Las Catacumbas de París también se usaron como lugar de fusilamiento, bunker de la Resistencia francesa en la Segunda Guerra Mundial y refugio de ladrones y criminales. Cuentan que el escritor Victor Hugo las curtía y que en ellas se inspiró para escribir Los Miserables, donde dictaminó: “La cloaca es la conciencia de la ciudad. En este lugar hay oscuridad, pero no secretos”. Todo cambió en 1955, cuando el gobierno decidió abrir al público un ínfimo trazado de un kilómetro, en la zona de Montparnasse. La limitación no hizo más que reforzar el interés por lo prohibido. Y el lugar, que históricamente había sido utilizado para enterrar cadáveres, fusilar enemigos o escapar a la muerte de la guerra, incorporó lo que nunca tuvo: vida. Dicen que las primeras exploraciones masivas se produjeron entre los ‘70 y los ‘80, de la mano de los punks. Hay recuerdos de fiestas salvajes y violentas, aunque con el tiempo los modos cambiaron y el público se diversificó.
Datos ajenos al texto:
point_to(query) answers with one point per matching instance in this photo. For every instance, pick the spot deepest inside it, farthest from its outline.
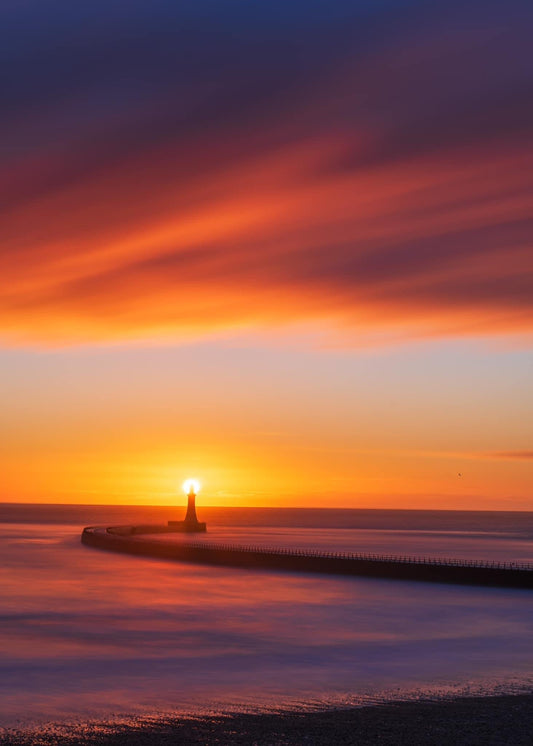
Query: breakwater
(126, 539)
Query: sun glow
(191, 485)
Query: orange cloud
(379, 182)
(435, 244)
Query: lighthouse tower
(191, 524)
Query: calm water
(87, 633)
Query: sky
(284, 248)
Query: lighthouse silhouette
(191, 524)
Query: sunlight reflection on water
(84, 631)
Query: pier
(126, 539)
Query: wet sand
(478, 721)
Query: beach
(479, 721)
(102, 648)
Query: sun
(191, 485)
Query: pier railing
(362, 556)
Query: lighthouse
(191, 524)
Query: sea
(87, 635)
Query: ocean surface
(90, 634)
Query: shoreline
(495, 720)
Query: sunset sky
(282, 247)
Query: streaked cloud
(179, 171)
(513, 455)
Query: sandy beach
(471, 721)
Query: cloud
(513, 455)
(174, 172)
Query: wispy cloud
(161, 180)
(513, 455)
La intervención humana ha sido notable. Entre las piedras de los túneles se abrieron distintos salones. “La playa” tiene arena y en una pared alguien reprodujo la ola de Kanawaga, del artista japonés Hokusai. La “Sala del Sol” está dedicada al cine, con imágenes de Jack Nicholson, Chaplin y Travolta. Y, debajo del hospital militar Val-de-Grâce, funciona la “Sala Z”, donde tocan bandas. El español Víctor Serna se internó treinta veces en este submundo con una cámara y el resultado está en Catacombes, historias del subsuelo en París, webdoc que revela un fenómeno jamás encontrado en los folletos de las agencias turísticas. Allí muestra, por ejemplo, una de las concurridas fiestas electrónicas. O las formas de acceder a las Catacumbas. La más cómoda es a través del tubo de una alcantarilla, bajando 30 metros de escalera después de mover los 100 kilos que pesa la tapa del sumidero. También hay ingresos en plazas, lugares abandonados, estaciones de subte y tren. Son angostos huecos labrados con paciencia de topo que, en su mayoría, sólo pueden ser atravesados boca abajo, reptando.

Los catáfilos tienen un lema: “Si descubren y clausuran una entrada, abrimos diez nuevas”. Un cuerpo especial de policía fue creado para combatirlos, aunque la inofensiva pena (60 euros de multa) no infunde temor entre los díscolos. El fenómeno despierta intriga en muchos estudiosos, quienes aún no saben si definirlo como una manifestación de rechazo a la sociedad, una excentricidad de burgueses o una experiencia ociosa. Sin tanto rigor, Universal Pictures utilizó las Catacumbas en la inminente As Above, So Below para generar un escenario en el que tres amigos ven apariciones macabras, espíritus siniestros y hasta las puertas del infierno. Como película de terror tal vez sobreviva, a pesar del abuso de obviedades. Pero como relato impone una ridiculez intolerable: no es necesario irse hasta París para llegar al averno.